In a controversial article published today in Bloomberg View, the new editorial unit of the BusinessWeek media franchise, Darrell Moon, the chief executive of wellness program provider Orriant, chastised his fellow CEOs for what he termed "their curious passivity" in the face of employee health costs that have literally doubled in the last ten years.

"Chief executive officers," Moon wrote, are "failing to employ even the most basic management tools and economic incentives to deal with the problem" -- techniques that every one of them learned back in business school.

Moon then pointed to seven simple things that CEOs can do to reign in their spiraling employee health costs. These range from offering bonuses to human resource and benefit managers who reduce the company's health plan costs (but not its plan benefits), to targeting high-cost risk factors like depression for early intervention by employee assistance programs.

But the most important thing CEOs can do is to incentivize their own employees to get healthier. This, Moon insisted, is the real game-change for a company's bottom line.

That's because a new Gallup poll found that an astonishing 86 percent of all full-time employees in the U.S. are overweight or suffer from one or more chronic health conditions. So offering incentives like reduced premium contributions to employees willing to work with a health coach to change their health-related lifestyles makes simple economic sense, said Moon.

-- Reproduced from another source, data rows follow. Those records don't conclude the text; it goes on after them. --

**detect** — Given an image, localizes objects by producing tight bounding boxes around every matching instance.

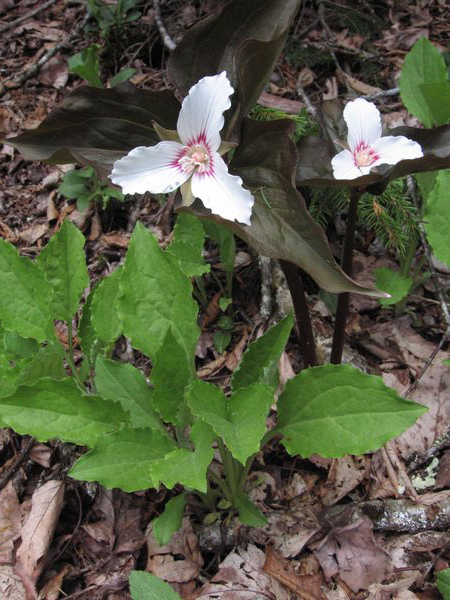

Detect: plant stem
[330,189,361,365]
[280,260,318,368]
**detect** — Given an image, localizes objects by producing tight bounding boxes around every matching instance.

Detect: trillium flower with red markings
[331,98,423,179]
[110,71,254,225]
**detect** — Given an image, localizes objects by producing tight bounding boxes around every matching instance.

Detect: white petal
[331,150,371,179]
[177,71,234,152]
[109,142,190,194]
[372,135,423,167]
[191,152,254,225]
[344,98,381,151]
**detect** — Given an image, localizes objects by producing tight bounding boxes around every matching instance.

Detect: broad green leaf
[90,267,122,346]
[188,381,273,464]
[38,219,89,322]
[436,569,450,600]
[231,313,294,390]
[0,378,128,446]
[19,342,67,385]
[3,82,180,175]
[167,213,209,277]
[277,365,427,458]
[95,356,161,429]
[375,269,412,306]
[118,223,199,358]
[130,571,181,600]
[150,420,215,493]
[227,119,384,296]
[235,494,267,527]
[296,122,450,188]
[399,37,450,127]
[69,427,175,492]
[152,494,186,546]
[0,239,54,342]
[168,0,300,134]
[151,329,193,425]
[67,44,103,88]
[423,169,450,265]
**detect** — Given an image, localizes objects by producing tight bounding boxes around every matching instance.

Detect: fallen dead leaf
[16,481,64,582]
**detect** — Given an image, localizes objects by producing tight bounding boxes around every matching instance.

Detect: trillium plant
[0,0,450,556]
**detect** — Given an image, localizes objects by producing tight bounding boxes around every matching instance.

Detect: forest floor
[0,0,450,600]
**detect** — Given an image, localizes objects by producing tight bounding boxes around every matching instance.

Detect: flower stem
[280,260,318,368]
[330,189,361,365]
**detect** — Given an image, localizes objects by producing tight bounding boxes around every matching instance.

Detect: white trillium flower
[110,71,254,225]
[331,98,423,179]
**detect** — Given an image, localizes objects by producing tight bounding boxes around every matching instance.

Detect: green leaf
[399,37,450,127]
[69,427,175,492]
[235,494,267,527]
[68,44,103,88]
[91,267,122,346]
[150,420,215,493]
[0,239,54,342]
[0,378,128,446]
[188,381,273,464]
[277,365,427,458]
[231,313,294,390]
[151,329,193,425]
[167,214,209,277]
[227,119,379,297]
[38,219,89,322]
[152,494,186,546]
[168,0,300,132]
[4,82,180,175]
[109,67,136,87]
[95,356,161,429]
[436,569,450,600]
[130,571,181,600]
[118,223,199,358]
[375,269,413,306]
[423,169,450,265]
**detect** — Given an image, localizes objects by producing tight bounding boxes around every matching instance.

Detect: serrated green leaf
[231,313,294,390]
[436,569,450,600]
[235,494,267,527]
[95,356,161,429]
[0,378,128,446]
[423,169,450,265]
[0,239,54,342]
[38,219,89,322]
[151,329,193,425]
[69,427,175,492]
[130,571,181,600]
[399,37,450,127]
[187,381,273,464]
[375,268,412,306]
[167,213,209,277]
[90,267,122,346]
[150,421,215,493]
[277,365,427,458]
[152,494,186,546]
[118,223,199,360]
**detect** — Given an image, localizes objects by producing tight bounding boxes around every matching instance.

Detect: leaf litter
[0,0,450,600]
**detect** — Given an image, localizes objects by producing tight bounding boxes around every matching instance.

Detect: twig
[0,0,57,33]
[153,0,177,51]
[0,438,36,490]
[258,256,272,321]
[361,87,399,100]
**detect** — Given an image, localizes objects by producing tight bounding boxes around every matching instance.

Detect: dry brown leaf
[16,481,64,582]
[0,481,21,564]
[312,509,389,592]
[196,544,290,600]
[145,517,203,583]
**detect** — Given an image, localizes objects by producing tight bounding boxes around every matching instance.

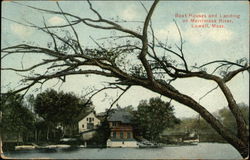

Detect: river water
[4,143,241,159]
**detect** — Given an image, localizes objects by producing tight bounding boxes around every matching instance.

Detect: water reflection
[5,143,241,159]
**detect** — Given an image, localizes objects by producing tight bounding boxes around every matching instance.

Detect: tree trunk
[46,127,49,141]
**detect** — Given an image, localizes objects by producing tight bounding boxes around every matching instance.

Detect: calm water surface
[4,143,241,159]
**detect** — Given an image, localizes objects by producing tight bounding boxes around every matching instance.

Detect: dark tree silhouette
[1,0,249,157]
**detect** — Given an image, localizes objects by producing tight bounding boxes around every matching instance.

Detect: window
[113,132,116,138]
[87,123,94,129]
[127,132,131,139]
[120,132,123,138]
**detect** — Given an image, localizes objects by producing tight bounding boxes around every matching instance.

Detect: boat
[15,144,36,151]
[137,141,160,148]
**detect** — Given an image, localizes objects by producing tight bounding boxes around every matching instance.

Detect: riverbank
[4,143,242,159]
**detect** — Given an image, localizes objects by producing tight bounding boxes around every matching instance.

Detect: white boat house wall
[78,112,101,140]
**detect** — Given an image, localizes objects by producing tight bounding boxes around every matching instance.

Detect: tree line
[1,89,180,149]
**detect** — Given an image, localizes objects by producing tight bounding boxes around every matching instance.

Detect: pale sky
[1,1,249,117]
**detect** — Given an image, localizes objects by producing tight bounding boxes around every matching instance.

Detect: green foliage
[135,98,179,141]
[35,89,90,125]
[34,89,90,136]
[218,103,249,134]
[1,94,35,141]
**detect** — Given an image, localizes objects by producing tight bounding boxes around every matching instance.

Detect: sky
[1,1,249,117]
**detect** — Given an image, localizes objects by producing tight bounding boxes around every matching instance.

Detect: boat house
[107,110,137,147]
[78,111,100,140]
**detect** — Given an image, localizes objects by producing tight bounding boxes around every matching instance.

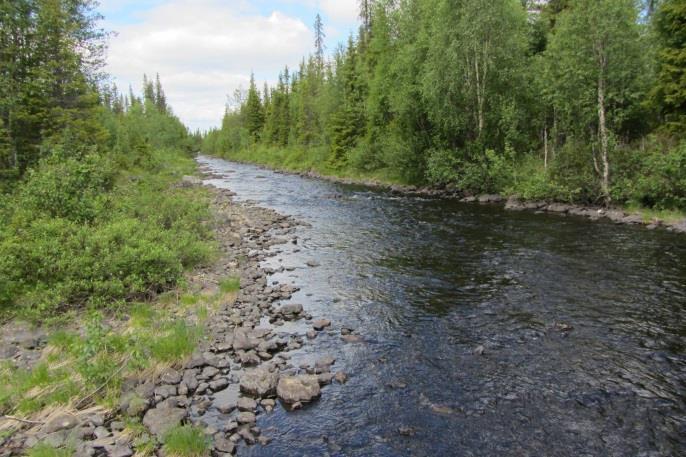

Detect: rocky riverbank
[0,174,356,457]
[211,157,686,233]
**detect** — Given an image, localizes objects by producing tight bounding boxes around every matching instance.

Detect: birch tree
[546,0,646,203]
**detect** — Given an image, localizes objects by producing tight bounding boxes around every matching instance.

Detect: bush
[16,152,114,222]
[0,146,213,317]
[632,141,686,210]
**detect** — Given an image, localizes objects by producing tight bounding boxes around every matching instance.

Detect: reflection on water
[199,157,686,456]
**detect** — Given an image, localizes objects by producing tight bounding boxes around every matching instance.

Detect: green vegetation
[0,0,213,318]
[162,425,211,457]
[0,304,202,415]
[27,444,74,457]
[202,0,686,211]
[219,276,241,294]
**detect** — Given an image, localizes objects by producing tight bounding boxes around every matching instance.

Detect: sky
[99,0,359,130]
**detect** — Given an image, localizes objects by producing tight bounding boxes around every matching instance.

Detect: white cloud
[320,0,359,23]
[107,0,314,128]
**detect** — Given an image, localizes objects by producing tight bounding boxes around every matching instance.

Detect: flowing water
[198,157,686,457]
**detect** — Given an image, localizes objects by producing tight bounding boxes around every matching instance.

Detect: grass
[0,303,208,417]
[215,145,410,185]
[150,320,202,362]
[162,425,211,457]
[219,276,241,294]
[26,444,74,457]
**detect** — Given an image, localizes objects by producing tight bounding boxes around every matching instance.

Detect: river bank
[0,173,350,457]
[208,151,686,233]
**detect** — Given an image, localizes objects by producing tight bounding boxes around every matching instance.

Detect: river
[198,156,686,457]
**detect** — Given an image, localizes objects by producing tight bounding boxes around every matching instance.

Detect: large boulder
[143,407,186,437]
[241,366,279,397]
[276,375,322,404]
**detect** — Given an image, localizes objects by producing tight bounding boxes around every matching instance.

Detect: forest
[0,0,212,318]
[202,0,686,211]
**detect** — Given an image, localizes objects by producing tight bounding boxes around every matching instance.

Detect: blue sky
[99,0,366,129]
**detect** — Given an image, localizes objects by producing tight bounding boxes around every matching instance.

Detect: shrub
[0,152,213,318]
[633,141,686,209]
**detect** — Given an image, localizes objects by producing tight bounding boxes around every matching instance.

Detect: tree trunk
[598,70,610,204]
[543,123,548,170]
[474,56,485,138]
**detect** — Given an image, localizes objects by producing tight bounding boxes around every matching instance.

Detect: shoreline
[0,166,348,457]
[206,155,686,233]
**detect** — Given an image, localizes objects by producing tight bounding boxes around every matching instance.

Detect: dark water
[199,158,686,457]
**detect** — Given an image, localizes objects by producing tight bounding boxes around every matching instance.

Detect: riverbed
[198,157,686,456]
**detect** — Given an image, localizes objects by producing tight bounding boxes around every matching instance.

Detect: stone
[314,355,336,370]
[93,426,111,439]
[214,436,236,454]
[143,407,186,437]
[238,397,257,411]
[317,373,334,386]
[236,411,256,424]
[233,329,260,351]
[341,335,363,343]
[278,303,303,315]
[181,176,202,187]
[212,384,239,414]
[185,356,207,368]
[198,367,219,379]
[276,375,321,404]
[240,366,279,397]
[257,435,272,446]
[398,425,416,436]
[41,413,80,434]
[312,319,331,331]
[135,381,155,400]
[108,444,133,457]
[333,371,348,384]
[210,378,229,392]
[160,368,181,384]
[238,427,256,444]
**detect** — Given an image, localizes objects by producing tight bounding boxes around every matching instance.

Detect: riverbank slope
[204,147,686,233]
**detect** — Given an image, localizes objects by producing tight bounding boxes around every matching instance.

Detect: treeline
[0,0,212,317]
[203,0,686,209]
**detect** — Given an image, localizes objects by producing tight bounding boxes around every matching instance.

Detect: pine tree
[244,75,264,142]
[314,13,326,70]
[654,0,686,135]
[155,73,169,114]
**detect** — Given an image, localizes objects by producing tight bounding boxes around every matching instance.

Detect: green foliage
[202,0,686,208]
[219,276,241,294]
[26,444,74,457]
[16,152,114,222]
[653,0,686,132]
[614,141,686,210]
[162,425,211,457]
[0,76,213,318]
[150,321,202,362]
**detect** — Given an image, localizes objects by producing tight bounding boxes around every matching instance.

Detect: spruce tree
[654,0,686,132]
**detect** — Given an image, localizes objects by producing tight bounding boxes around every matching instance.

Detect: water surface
[198,157,686,457]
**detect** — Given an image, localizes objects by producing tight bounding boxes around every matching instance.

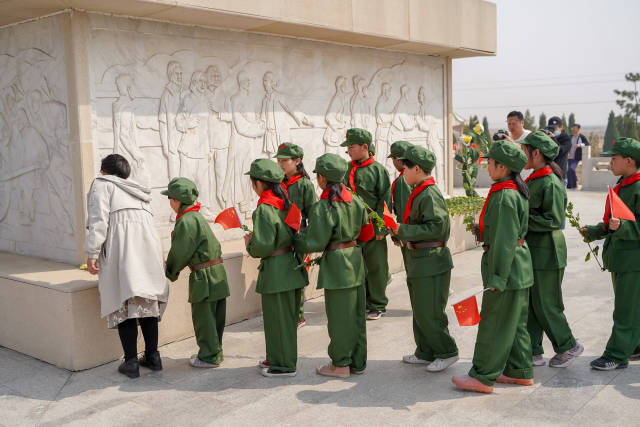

"The point is," wrote Moon, "that CEOs cannot keep handing out unlimited health benefits with no strings attached. Employees who don't even try to modify their health risks," he argued, "should pay more."

The article -- titled "It Takes a CEO to Save the U.S. Health Care System" -- also quotes health care author and thought leader Joe Flower: "We could have better healthcare at half the cost, without denying care to anyone, just by driving economic incentives back into the system."